An older gentleman takes his turn and talks about his daughter who he recently lost in a drunk driving accident. Losing a sibling or a significant other has to hurt, but to lose a kid? I can’t even imagine. The meeting continues, and I find myself watching the clock more intently.

The pastor wraps up the session a few minutes early, and I feel like I’m able to breathe again. I pull my phone from my clutch and open my text messages but don’t see a response from Dacia.

Caleb watches me as I frown. Concern doesn’t even begin to describe how I feel.

“Ready?” I ask when everyone starts saying their goodbyes, wanting to get out of here as quickly as possible.

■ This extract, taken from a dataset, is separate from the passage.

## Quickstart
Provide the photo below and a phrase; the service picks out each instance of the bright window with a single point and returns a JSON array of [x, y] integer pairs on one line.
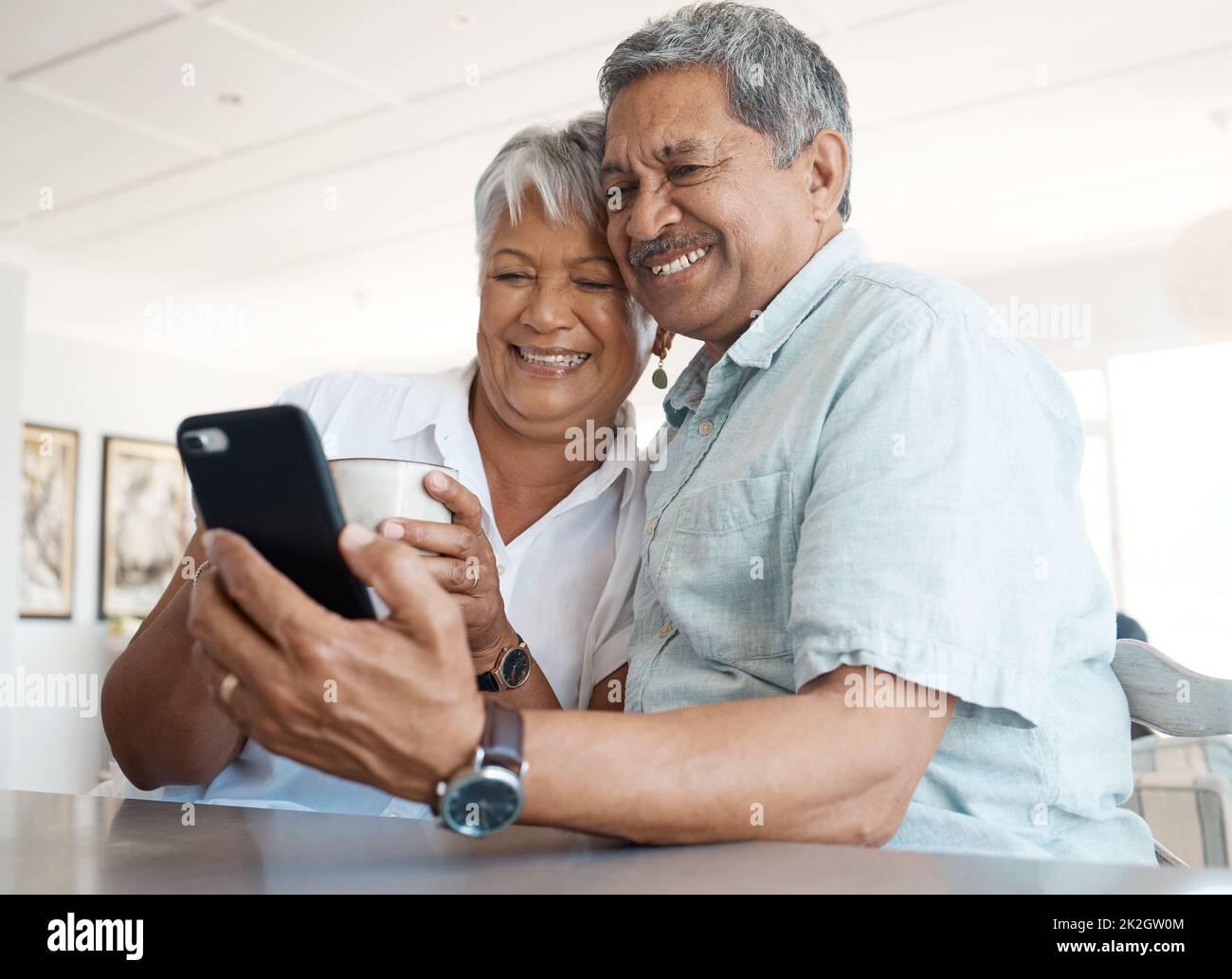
[[1170, 416]]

He looks as if he’s chewing on rocks, and I’m not sure what I did to annoy him. When I follow him outside, he’s being standoffish, but I ignore it. Caleb unlocks the car, and when I climb inside, I buckle up because I’m ready to get home. When he gets in, he looks at me, and a maniacal smile spreads across his lips. He doesn’t start the car but just stares, his cold gaze piercing straight through me.

“Everything okay?” I furrow my brows, searching his face.

His eyes narrow as he grabs my cheeks in his hands, pulling me toward him. “What do you think, Sophie?”

My breathing quickens as I try to pull out of his grip. Forcefully, he presses his lips against mine, and I struggle to get away from him.